厳めしい顔つきに巌のような肉体の彼は、腕を組み、少し苦い顔をしている。
「君たちが新しい冒険者“暁の剣”だね。
我々冒険者ギルドは諸君らの門出を祝おう、君たちの冒険に苦難と、そして祝福があらんことを!
……何かトラブルがあったら、相談に来なさい。出来る限り力になろう」
「は、はい!ありがとうございます!」
急な大物の登場に背筋を伸ばしたオーンたち3人は、かくっと背を曲げ一礼すると、足早にギルドから出ていく。
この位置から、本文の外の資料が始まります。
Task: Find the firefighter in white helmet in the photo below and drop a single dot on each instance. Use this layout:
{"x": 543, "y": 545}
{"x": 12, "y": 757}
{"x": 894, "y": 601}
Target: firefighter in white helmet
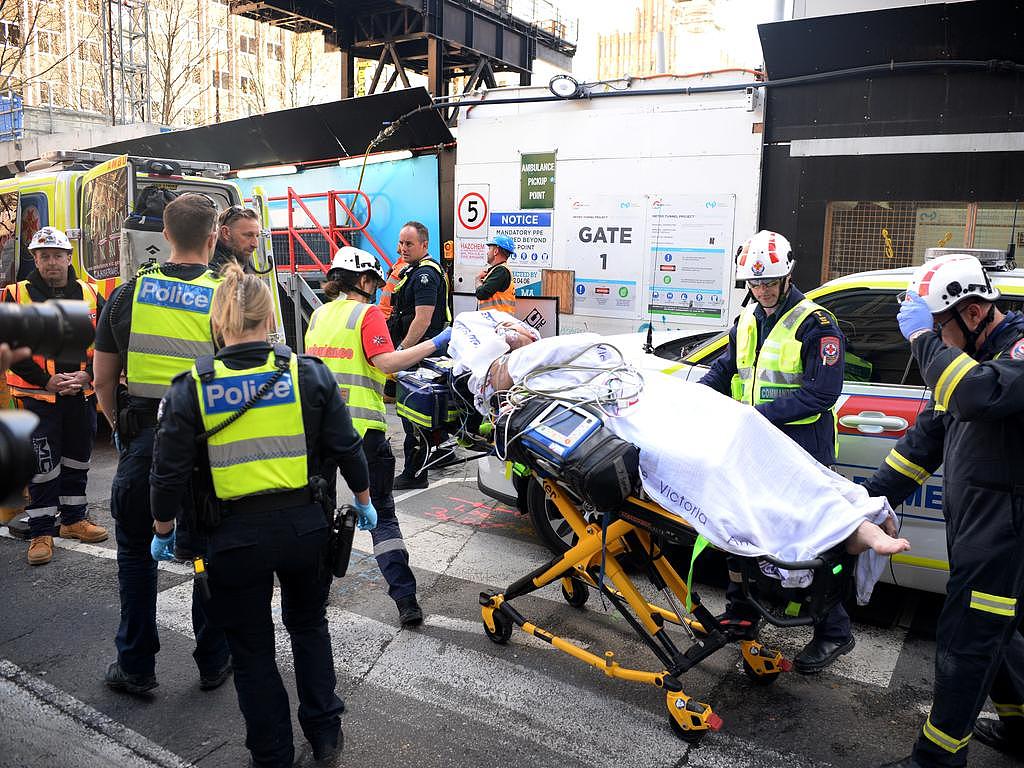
{"x": 972, "y": 356}
{"x": 785, "y": 358}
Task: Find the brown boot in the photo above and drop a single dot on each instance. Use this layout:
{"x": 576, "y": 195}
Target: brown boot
{"x": 41, "y": 550}
{"x": 84, "y": 530}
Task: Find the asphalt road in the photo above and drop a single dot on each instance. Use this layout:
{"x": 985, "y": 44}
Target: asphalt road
{"x": 442, "y": 695}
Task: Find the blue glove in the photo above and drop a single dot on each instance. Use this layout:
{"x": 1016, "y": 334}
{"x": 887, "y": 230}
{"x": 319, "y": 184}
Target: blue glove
{"x": 913, "y": 315}
{"x": 368, "y": 515}
{"x": 162, "y": 547}
{"x": 440, "y": 340}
さっそくダンジョンに潜ってみよう、そのまえに情報を集めないと……といった会話をしながら。
「……モモくん」
「すみません、ギルド長。でも……」
「……悪いな。気持ちは分かる。
俺も本当なら、警告してやるべきなんだろう。
だが、彼らに殊更に不安を煽ることも……商人ギルドの商売に過度に口を挟むことも禁じられているんだ。
すまない。わかってくれ」
「……はい……」
項垂れる受付の女性に頷き返しながらも、イシュラはため息をついた。
「……やるせないな」
3人の出て行ったギルドの出入り口のドアを、イシュラは見やる。
外は快晴であり、明るい光が室内に入り込んできていたが……しかし、イシュラには彼らが闇の中に進んでいくようにも思えた。